Deep into the delight-factor

According to Cindi Howson, chief data strategy officer at ThoughtSpot. Businesses can not take a ‘wait and see’ approach in terms of implementing new generative AI and the new era of cloud. She suggests that any firm that thinks they need to just focus on keeping the lights on is no longer good enough.

“It’s all about needing to realise that we need to delight customers and give them a new kind of experience across all products and services. That delight factor is not just a marketing term, it’s all about meeting customer needs and expectations at every level… this is all because the ‘switching costs’ [abandoning an online cart and moving to another supplier] in the digital economy are so low,” said Howson.

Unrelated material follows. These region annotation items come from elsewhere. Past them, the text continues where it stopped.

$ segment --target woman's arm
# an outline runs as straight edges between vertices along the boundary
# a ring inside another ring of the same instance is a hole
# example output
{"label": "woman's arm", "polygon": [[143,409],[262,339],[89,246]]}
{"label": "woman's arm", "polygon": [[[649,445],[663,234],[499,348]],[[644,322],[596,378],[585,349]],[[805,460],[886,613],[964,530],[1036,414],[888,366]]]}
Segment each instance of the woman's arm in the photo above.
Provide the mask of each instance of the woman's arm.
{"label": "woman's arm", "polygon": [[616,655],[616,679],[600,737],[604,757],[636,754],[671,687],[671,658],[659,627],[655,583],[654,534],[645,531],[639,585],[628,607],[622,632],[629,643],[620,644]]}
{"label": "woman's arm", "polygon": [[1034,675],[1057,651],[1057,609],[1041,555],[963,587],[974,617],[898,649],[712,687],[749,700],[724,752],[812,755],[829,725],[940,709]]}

She further suggests that when we now move forwards with personalisation and hyper-segmentation [a wider set of demographics to define any given customer] so that we can really detail the needs of customers down to the most granular level, the new data-driven digital business economy really starts to flourish.

Worldwide alliances

We wrapped up this study tour with Kuntal Vahalia, SVP of worldwide channels and alliances at ThoughtSpot. Given that ThoughtSpot is not a full-stack product as such and exists as the experience layer in the modern stack – with vendors such as Snowflake, AWS RedShift, Databricks, Google Cloud Platform, and Microsoft Azure sat below… this is what Vahalia looks after. 

The relationship with these firms is very much a two-way push-pull interchange in terms of how it affects the ThoughtSpot innovation roadmap. In terms of all those alliances, Vahalia always looks for ‘intention and focus’ as key factors in terms of their involvement in the whole customer lifecycle process. He says that every union the company picks is a deep joint product partnership that is extremely go-to-market focused.

“Some organisations do a great job of building great products together, then they forget how to execute deep distribution level programs designed to get products (and services) to market successfully in a total enterprise product universe where hundreds and in some cases thousand are all vying for share of voice and share of market,” said Vahalia.

To sum up then, this was not a press conference, this was an opportunity to hear from real world software engineers working in their own space and behind as upfront and honest via non-scripted interaction and interrogation. 

For study tours in general then, is it a case of we don’t need no education? Not at all, leave those kids alone.